Due to potential security problems inherent to how iframes work, Hotjar is unable to track user interaction on iframe elements embedded on your site. By default, Hotjar's Recordings don't show parts of your site that are contained inside iframes. To display an iframe in a Recording your iframes must first be configured to display in Hotjar, though this will still not allow iframe tracking, and still has limitations.
Even after following the whitelisting advice in this article, these limitations mean the following usually cannot be tracked or displayed in Hotjar Recordings in any case:
❌Third-party video players (such as YouTube or Vimeo).
❌Third-party forms (for example, Typeform forms).
❌Web-apps that are loaded via iframes.
❌Most third-party payment systems.
If you're unfamiliar with iframes, you can think of them as web pages inside web pages. They are often used to add elements like chatbots, videos, or forms to your pages by third-party services. You can read more about them in the Mozilla Developer Network documentation.
Until you have enabled iframes inside your Recordings, the iframe content will be shown as a black box with a message telling you that the content is not available in your Recording until you whitelist its iframe.
Enabling iframes to display inside your Recordings is a two-step process:
Check out whitelisting limitations before continuing
It is important to take a look at the section What limitations still exist after whitelisting an iframe? to make sure you'd like to continue whitelisting the iframe inside Recordings.
What limitations still exist after whitelisting an iframe?
Before whitelisting, you should consider some of the limitations that still exist after whitelisting an iframe.
Whitelisting an iframe only allows the iframe to be displayed in a Recording. Here is a complete list of what Hotjar can and cannot capture when an iframe has been whitelisted.
We can track:
✔️ a static page delivered through an iframe can be displayed inside a Recording.
✔️ mouse over behavior is tracked, relative to the parent page.
We cannot track:
❌ clicks on elements inside an iframe.
❌ scroll events inside an iframe.
❌ typing input inside an iframe.
❌ DOM mutation events.
❌ CSS animations dependent on user input (such as hovering over a button).
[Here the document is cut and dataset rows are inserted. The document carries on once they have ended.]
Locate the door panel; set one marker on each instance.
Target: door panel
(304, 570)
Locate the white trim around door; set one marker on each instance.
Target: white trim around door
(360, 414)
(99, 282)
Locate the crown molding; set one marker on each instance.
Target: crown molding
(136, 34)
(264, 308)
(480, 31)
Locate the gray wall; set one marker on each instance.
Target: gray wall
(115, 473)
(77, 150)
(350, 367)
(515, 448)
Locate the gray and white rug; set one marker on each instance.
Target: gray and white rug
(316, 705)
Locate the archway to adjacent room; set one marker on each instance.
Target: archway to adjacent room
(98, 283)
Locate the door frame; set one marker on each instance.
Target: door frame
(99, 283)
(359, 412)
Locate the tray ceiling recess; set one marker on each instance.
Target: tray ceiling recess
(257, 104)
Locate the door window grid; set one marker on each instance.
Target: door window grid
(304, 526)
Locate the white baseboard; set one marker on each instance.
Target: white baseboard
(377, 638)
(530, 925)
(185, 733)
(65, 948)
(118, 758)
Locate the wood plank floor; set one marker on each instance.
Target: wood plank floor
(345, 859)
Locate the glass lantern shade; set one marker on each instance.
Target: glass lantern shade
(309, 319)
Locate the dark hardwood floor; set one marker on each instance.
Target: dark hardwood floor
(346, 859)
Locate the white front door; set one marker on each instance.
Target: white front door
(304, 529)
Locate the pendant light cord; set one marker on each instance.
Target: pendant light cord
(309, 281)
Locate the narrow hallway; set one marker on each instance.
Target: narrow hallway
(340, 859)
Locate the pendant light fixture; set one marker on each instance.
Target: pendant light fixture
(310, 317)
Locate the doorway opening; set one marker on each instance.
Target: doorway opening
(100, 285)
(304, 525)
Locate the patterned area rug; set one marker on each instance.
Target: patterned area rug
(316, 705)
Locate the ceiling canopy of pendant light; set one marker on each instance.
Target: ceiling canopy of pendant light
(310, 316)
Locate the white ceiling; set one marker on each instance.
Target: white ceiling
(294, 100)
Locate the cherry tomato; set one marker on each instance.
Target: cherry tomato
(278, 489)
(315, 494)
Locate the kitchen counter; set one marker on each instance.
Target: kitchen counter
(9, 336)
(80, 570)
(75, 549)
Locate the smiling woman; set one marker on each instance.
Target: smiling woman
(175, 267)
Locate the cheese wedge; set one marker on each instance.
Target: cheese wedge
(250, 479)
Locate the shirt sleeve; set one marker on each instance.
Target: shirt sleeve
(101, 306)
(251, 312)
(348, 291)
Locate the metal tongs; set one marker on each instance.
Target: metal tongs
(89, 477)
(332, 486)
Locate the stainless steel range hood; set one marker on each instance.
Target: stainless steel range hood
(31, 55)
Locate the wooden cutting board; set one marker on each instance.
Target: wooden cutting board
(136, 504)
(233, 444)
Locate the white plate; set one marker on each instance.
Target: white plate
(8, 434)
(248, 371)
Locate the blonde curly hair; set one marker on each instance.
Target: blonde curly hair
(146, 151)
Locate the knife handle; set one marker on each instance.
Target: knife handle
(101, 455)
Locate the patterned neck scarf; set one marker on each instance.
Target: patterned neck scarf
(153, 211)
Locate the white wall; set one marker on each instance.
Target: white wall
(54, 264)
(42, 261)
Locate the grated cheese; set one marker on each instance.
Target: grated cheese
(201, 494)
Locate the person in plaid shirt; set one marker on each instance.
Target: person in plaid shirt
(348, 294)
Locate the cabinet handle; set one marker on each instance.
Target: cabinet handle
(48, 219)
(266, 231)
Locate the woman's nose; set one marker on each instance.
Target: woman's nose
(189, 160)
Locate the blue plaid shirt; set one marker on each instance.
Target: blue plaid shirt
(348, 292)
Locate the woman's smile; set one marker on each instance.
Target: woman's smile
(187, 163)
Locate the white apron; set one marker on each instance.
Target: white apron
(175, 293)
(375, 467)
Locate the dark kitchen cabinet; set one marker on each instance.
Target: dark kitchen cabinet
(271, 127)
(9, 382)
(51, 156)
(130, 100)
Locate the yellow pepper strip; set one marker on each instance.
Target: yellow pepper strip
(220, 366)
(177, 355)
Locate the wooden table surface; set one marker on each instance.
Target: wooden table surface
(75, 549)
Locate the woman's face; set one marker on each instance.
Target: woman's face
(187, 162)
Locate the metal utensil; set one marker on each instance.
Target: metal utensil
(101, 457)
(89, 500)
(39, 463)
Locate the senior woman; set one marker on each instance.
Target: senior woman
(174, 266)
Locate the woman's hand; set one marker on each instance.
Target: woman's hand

If you'd like to record interactions happening inside of an iframe you can put the Hotjar Tracking Code in the head element of the iframe source page, but you must also remove the tracking code on the parent page. Having the Hotjar Tracking Code on both the source page and the page containing the iframe can cause Recordings of the page to fail and data collection to be skewed.
Adding an HTML attribute to the iframe
Add data-hj-allow-iframe as an HTML attribute to the iframe.
<iframe src="/page.html" data-hj-allow-iframe=""></iframe>
This can be written as ="", true or just data-hj-allow-iframe. Either way the value will show as "true" on the backend.
This attribute has to be placed in the iframe element itself
The attribute cannot be placed in the parent element of the iframe. Many third-party tools do not allow you to edit their iframe elements, which means that they cannot be whitelisted.
Whitelist the iframe's domain in your Hotjar Site Settings
Before starting on this step, take a look at What limitations still exist after whitelisting an iframe?
Go to site settings by clicking Settings > Sites & Organizations
Click the cog icon next to the site you want to whitelist.
You will see a field where you can insert the domain name you wish to whitelist, under the heading Whitelisted Iframe Domains For Recordings.
An iframe source page will reload each time it's displayed in a Recording playback
The URL that the iframe points to is stored on our servers and reloaded every time a recording is played in the Hotjar dashboard. This means that if loading the iframe source page triggers some additional behavior on the server that the URL points to, other than just serving the iframe content, this could cause unexpected and adverse results.